Ever have someone say that to you on the golf course? What’s your reaction? Do you chuckle and confidently agree? Or do you respond with, “Please don’t say that!”

More importantly, how does it affect your game?

Your reaction probably says a lot about your mental approach.

We play mental games with ourselves all the time out there. We put negative thoughts in our head (“Don’t go left!”) and then promptly do exactly what we didn’t want to do. We start hitting bad shots and then overthink ourselves into more bad shots.

How many times have you hit a layup shot dead solid perfect and wondered why you can’t do that all the time? It’s probably because you were relaxed, knowing that all you had to do was put that mid-iron somewhere in the wide fairway rather than over the water and close to the flagstick.

So when someone notices that we’re playing well, it’s easy to slip back into the negative: “Oh my gosh!
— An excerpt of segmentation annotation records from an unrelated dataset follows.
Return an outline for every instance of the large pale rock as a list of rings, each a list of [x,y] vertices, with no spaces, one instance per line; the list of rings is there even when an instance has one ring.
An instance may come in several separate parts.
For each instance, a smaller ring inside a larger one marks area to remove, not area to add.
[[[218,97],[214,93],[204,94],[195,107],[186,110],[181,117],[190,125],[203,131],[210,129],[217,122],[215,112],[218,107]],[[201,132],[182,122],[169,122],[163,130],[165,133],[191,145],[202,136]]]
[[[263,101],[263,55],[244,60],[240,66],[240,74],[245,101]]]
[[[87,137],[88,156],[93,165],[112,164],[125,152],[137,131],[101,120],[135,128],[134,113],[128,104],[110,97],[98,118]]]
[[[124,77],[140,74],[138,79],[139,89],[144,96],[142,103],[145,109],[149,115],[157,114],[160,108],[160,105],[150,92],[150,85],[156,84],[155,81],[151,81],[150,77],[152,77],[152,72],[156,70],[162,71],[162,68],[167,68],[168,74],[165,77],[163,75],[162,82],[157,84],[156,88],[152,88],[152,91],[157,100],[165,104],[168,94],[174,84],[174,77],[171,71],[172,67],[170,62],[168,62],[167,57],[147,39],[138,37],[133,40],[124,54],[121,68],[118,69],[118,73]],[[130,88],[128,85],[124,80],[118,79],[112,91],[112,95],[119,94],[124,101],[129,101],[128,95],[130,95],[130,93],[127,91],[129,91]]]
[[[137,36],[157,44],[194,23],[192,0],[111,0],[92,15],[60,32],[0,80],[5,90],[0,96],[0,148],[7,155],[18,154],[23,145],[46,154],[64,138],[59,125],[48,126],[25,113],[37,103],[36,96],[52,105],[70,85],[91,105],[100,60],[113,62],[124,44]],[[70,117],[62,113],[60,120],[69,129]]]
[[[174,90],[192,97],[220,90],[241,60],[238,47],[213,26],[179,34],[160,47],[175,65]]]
I AM playing well! How can I keep this going? Am I good enough to keep doing this?”

And that’s where our great game separates itself from others. That is what makes golf so gloriously stupefying, so insanely alluring – it can be so hard to stay in that zone for more than a few holes. One bad shot can change everything.

Some people can walk out on a basketball court and drain 3-pointers like pros. They can roll a bowling ball at the same arrow every time. They can hit a tennis ball over the net consistently.

But golf is so much more nuanced. Golf is this:

You’re off to a great start on your round – a couple of birdies and a string of pars. Nothing is going to stop you today. Now you’re facing a 30-foot putt for another birdie. It’s makeable. You make sure you get it to the hole, and it barely misses – but slides 4 feet past.

OK, no problem, you think. I’ve already had several one-putts today. Just knock this in. And you hit a good putt – but it hits a bump and lips out. Bogey.

You’re shaken but undeterred. You hit a good drive on the next hole, but it barely leaks into the rough and you have a little tree trouble. You manage to knock an iron next to the green and hit a good chip, but it has a little more backspin than you intended and stops 12 feet short. The putt misses. Another bogey.

All of a sudden, your dreams of a great round are fading. Now you just want to right the ship with a solid par. But it’s a tough hole – another nuance that other sports don’t have – and this time you succumb to the pressure. Your drive is terrible, you have to chip sideways out of trouble and you waste a shot around the green. Double bogey.

So much for making it look so easy.

You can do one of three things:

You can put those three holes out of your mind, dial up the feelings you had before that, and start hitting solid shots again.

Or you can keep playing bozo golf and quietly watch your wonderful round turn into a nightmare.

… Or you can turn to the person who congratulated you for your good start and bellow, “WHY DID YOU HAVE TO SAY THAT???”

I don’t recommend blaming someone else. The operator needs to take responsibility for the operator’s errors.

But I do recommend this: If you’re paired with someone you don’t know and they start making it look easy, get to know them a little better before you start praising their game.

They might fall into the mentally challenged group of golfers. In other words, they might be most of us.